(FUVEST - 2024)
“Todos os dias que depois vieram, eram tempo de doer. Miguilim tinha sido arrancado de uma porção de coisas, e estava no mesmo lugar. Quando chegava o poder de chorar, era até bom – enquanto estava chorando, parecia que a alma toda se sacudia, misturando ao vivo todas as lembranças, as mais novas e as muito antigas. Mas, no mais das horas, ele estava cansado. Cansado e como que assustado. Sufocado. Ele não era ele mesmo. Diante dele, as pessoas, as coisas, perdiam o peso de ser. Os lugares, o Mutum – se esvaziavam, numa ligeireza, vagarosos. E Miguilim mesmo se achava diferente de todos. Ao vago, dava a mesma ideia de uma vez, em que, muito pequeno, tinha dormido de dia, fora de seu costume – quando acordou, sentiu o existir do mundo em hora estranha, e perguntou assustado: – ‘Uai, Mãe, hoje já é amanhã?!’”
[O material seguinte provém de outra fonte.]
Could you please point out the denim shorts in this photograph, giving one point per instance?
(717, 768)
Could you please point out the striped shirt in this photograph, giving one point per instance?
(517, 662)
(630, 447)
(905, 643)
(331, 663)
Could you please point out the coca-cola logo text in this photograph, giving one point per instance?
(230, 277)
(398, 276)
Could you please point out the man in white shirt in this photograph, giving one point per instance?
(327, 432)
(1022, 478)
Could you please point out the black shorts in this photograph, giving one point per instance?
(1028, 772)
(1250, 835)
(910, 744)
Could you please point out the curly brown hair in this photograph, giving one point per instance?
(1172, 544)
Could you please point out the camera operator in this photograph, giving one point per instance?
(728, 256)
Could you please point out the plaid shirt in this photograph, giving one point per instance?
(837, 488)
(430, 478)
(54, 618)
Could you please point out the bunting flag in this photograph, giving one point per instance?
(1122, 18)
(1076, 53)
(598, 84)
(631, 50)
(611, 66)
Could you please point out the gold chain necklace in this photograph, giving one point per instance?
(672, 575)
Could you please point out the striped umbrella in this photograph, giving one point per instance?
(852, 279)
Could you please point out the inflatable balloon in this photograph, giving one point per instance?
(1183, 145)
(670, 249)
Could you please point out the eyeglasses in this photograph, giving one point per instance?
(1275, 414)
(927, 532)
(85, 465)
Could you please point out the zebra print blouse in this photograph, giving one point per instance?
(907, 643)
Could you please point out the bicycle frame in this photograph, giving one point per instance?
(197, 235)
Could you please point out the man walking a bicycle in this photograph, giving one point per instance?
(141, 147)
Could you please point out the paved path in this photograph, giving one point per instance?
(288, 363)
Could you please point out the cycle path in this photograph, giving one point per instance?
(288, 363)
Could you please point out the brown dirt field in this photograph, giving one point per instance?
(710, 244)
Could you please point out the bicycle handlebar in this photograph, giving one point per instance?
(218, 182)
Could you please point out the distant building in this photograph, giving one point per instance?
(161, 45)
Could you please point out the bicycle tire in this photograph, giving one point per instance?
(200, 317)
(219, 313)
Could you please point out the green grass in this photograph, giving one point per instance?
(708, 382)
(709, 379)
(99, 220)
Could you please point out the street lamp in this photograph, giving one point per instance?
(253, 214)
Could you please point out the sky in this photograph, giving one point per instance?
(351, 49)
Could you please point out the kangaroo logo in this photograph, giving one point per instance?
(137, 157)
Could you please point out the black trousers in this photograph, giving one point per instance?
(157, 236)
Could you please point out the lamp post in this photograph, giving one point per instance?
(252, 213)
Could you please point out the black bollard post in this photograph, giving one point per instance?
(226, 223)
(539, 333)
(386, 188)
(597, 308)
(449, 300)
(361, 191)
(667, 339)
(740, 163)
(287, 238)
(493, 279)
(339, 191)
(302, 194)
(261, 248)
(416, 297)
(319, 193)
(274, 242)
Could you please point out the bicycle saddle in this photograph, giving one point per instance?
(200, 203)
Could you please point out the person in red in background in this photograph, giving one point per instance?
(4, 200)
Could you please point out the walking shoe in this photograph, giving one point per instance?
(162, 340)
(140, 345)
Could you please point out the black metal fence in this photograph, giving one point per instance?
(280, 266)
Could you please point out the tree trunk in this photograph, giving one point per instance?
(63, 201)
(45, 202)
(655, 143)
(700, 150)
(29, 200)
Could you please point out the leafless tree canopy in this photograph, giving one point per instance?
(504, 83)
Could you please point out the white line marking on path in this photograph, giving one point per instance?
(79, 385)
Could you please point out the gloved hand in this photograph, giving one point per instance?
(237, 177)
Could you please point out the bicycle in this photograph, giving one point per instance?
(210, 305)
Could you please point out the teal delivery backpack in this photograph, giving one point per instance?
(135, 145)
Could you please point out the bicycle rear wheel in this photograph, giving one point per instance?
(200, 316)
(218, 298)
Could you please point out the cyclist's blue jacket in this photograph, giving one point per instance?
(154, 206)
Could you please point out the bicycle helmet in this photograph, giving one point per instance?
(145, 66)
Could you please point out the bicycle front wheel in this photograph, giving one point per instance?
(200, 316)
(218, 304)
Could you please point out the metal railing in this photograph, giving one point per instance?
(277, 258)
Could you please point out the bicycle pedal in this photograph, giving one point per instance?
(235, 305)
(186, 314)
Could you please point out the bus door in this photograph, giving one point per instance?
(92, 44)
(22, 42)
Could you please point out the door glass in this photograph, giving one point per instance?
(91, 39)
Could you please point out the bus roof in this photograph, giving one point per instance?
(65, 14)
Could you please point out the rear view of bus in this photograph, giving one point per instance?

João Guimarães Rosa. Campo Geral.
Conforme sugere o trecho, o sofrimento perturba a noção que Miguilim tinha do tempo, porque
a falta de acuidade visual não lhe permite distinguir as épocas.
o desamor ao pai o faz romper com a infância cedo demais.
o aprendizado da morte embaralha os planos da memória.
a sensação de vazio o leva a se sentir seguro no presente.
os dias vividos no Mutum mostram-se cada vez mais curtos.